ROANOKE TIMES

                         Roanoke Times
                 Copyright (c) 1995, Landmark Communications, Inc.

DATE: SATURDAY, July 29, 1995                   TAG: 9508010004
SECTION: EXTRA                    PAGE: B-10   EDITION: METRO 
SOURCE: MIKE MAYO CORRESPONDENT
DATELINE:                                 LENGTH: Medium


BULLOCK IS WORTH CATCHING IN `THE NET'

"The Net" is a chase thriller of the old school, a throwback to "North by Northwest" and "The Man Who Knew Too Much."

But that's where any comparisons to Hitchcock end. Director Irwin Winkler tells the story well enough, and he got another winning performance from star Sandra Bullock. Unfortunately, he is not able to sustain the atmosphere of fear and suspicion that makes Hitchcock's films so deliciously suspenseful.

The problem is a script, credited to Winkler and four other writers, that wanders away from its central concerns and, at the same time, mishandles the villains. Offsetting those flaws is Sandra Bullock, one of the most popular and likeable actresses in the business today, and the film makes full use of her talents. And the situation in which her character, Angela Bennett, finds herself is one that many viewers will identify with immediately.

Angela is a computer technician who specializes in software viruses and other bugs. She works by telecommuting from her home in Venice, Calif., to Cathedral Software in San Francisco. Her computer is her life. Beyond work, she uses it to chat with unseen friends on the Internet and even to order her nightly pizza. If it weren't for the occasional FedEx delivery, she might not have any human contact.

Her Mexican vacation is long overdue, but on the eve of it, a co-worker contacts her about a curious wrinkle he's found in a new program. It's a trick that allows the user to tap into all sorts of places she shouldn't be tapping - medical records, law enforcement files, that sort of thing.
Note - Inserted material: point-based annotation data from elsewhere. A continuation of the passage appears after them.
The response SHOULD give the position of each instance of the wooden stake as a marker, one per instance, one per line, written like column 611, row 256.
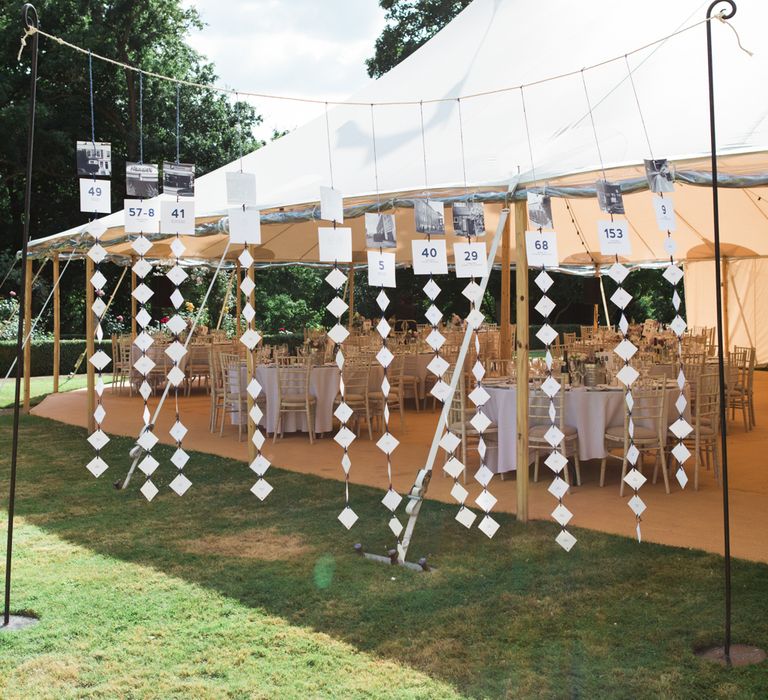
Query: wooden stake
column 351, row 288
column 27, row 337
column 56, row 325
column 521, row 303
column 90, row 344
column 251, row 360
column 134, row 303
column 505, row 340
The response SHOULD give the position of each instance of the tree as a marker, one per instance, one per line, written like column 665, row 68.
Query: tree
column 410, row 23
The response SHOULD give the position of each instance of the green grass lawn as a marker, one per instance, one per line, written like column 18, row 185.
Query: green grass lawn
column 40, row 387
column 216, row 595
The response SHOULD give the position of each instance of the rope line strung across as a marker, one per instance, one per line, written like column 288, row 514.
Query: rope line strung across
column 262, row 95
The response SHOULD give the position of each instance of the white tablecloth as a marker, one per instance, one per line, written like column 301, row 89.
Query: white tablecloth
column 323, row 385
column 590, row 412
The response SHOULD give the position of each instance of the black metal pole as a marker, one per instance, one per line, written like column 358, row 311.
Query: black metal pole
column 29, row 16
column 725, row 14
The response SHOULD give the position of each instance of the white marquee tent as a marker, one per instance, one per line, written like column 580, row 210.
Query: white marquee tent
column 498, row 44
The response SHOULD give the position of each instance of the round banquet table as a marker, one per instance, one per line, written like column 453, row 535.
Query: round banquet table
column 589, row 411
column 323, row 385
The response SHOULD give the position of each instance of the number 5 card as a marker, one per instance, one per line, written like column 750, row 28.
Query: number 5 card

Of course, it's also part of a larger electronic conspiracy that decides Angela must be eliminated. Their henchman, nicely underplayed by Jeremy Northam, has many ways to eliminate Angela. Our identities, after all, are little more than a collection of files kept by the DMV, tax offices, banks, credit companies. If someone could remove a woman's name from those records and steal her ID cards, then who would that woman be? How could she prove that she is who she claims to be?

That side of the story works well. It touches fears and frustrations shared by anyone who's ever been told "the computer's down." The film isn't as effective on a more immediate, physical level. This kind of thriller has to move. The protagonist is either running away from something or trying to get to something else. That's when the director can tighten the screws by bringing the pursuers closer or making the situation more threatening.

Perhaps because Winkler decided to give his star room to create a character, the middle of the film seems to lack the sharp focus of a good chase. Also, the ending reveals a "surprise" villain who has been obvious to the audience for about an hour. But that same villain has no real personality or presence in the film; he never even appears in the same scene with Angela.

In many ways, "The Net" is not much different from "The Pelican Brief," but it's never as viscerally involving as "The Fugitive." For '90s chase thrillers, that's still the one to beat.

The Net

***

A Columbia release playing at the Salem Valley 8 and Valley View 6. 118 min. Rated PG-13 for violence, language, subject matter.